How to Foster a Culture of Detection, Reporting, and Prevention

Financial professionals and their firms who deal with the money or property of aged or disabled Floridians can take steps to protect their clients from unscrupulous third parties and to help reduce the risk that the professionals and their firms will be sued under the statute.

Educate employees on elder vulnerabilities. Perhaps the most important step is to educate employees on how age can impact some customers' decision-making, why the elderly are more vulnerable to scams, and that the amount and severity of the related exploitation is on the rise. Such education could include awareness training, coupled with training on the firm's procedures for detecting, reporting, and stopping third-party abuse. In addition to informing their customer-facing employees, firms might find it prudent to include their back office employees who see and process fund transfers and account files.

Document meetings with at-risk customers. For customer-facing employees, firms should emphasize recordkeeping and preserving communications. These employees should pay particular attention to who, besides the customer, attends meetings or participates in decisions around finances and investment product purchasing. For elderly clients or those who have medical or physical impairment, financial professionals might consider how they will document competence. In some cases, this may include requesting a letter from a medical professional attesting to continued competence in financial decision making.

Practice defensive advising and sales for higher-risk products. Similar to practicing "defensive medicine," firms might consider "defensive investment advising" for elderly and disabled clients. Certain products and transactions may tend to lead to this sort of litigation, whether warranted or not. For these, firms might find it desirable to offer specialized training or documentation requirements for the sales teams. Three examples are exotic or foreign CDs, penny stocks, and any transaction that requires borrowing against one product or investment to fund the purchase of a second.

Revisit fraud detection and reporting policies and procedures. Firms should review their policies and procedures, including for compliance with FINRA's new rules requiring reasonable efforts to obtain a "trusted contact person" for each accountholder and permitting temporary holds for certain transactions for elderly customers. Firms should further consider building out training, reporting, and authority lines for senior-related issues. The policies might cover how to handle receipt of new powers of attorney, requests for irregular transfers, suspected incompetence, and reporting of suspected financial elder abuse by a customer's relatives or associates or by other firm employees. Procedures for reporting of suspected abuse could include guidance for reporting "up" within the firm and reporting "out" to Florida's Adult Protective Services or to financial regulators.

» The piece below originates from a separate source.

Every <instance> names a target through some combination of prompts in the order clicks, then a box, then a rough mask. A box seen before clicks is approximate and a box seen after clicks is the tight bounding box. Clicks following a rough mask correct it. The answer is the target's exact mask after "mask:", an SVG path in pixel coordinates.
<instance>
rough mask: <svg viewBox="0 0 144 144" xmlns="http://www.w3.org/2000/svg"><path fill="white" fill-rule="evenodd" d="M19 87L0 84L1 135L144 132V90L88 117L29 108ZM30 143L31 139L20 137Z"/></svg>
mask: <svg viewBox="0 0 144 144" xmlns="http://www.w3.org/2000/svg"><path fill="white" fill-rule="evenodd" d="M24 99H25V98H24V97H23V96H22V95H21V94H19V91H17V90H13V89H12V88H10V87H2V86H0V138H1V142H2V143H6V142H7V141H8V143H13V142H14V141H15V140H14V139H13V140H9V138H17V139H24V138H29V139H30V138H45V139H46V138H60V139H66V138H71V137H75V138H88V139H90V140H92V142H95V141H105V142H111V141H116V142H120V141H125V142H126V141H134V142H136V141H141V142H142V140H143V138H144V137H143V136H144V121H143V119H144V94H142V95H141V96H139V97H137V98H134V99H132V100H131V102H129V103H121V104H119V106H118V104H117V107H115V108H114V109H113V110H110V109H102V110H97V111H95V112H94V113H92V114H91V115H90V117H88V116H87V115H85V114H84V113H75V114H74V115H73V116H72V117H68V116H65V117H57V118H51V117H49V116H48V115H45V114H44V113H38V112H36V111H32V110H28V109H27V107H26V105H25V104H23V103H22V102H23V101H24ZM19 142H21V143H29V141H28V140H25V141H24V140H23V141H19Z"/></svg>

Identify leaders on elder abuse issues within the firm. Depending on a firm's size, it might designate a unit or person to receive specialized training and be the internal source of advice or approvals on harder questions of customer competence. One purpose this serves is to support the customer-facing representatives, who face such decisions as whether to honor a power of attorney from a long-lost nephew to transfer several million dollars out of an elderly person's accounts. Firms might find that centralization helps them to give consistent answers across the firm on common issues.

The content of this article is intended to provide a general guide to the subject matter. Specialist advice should be sought about your specific circumstances.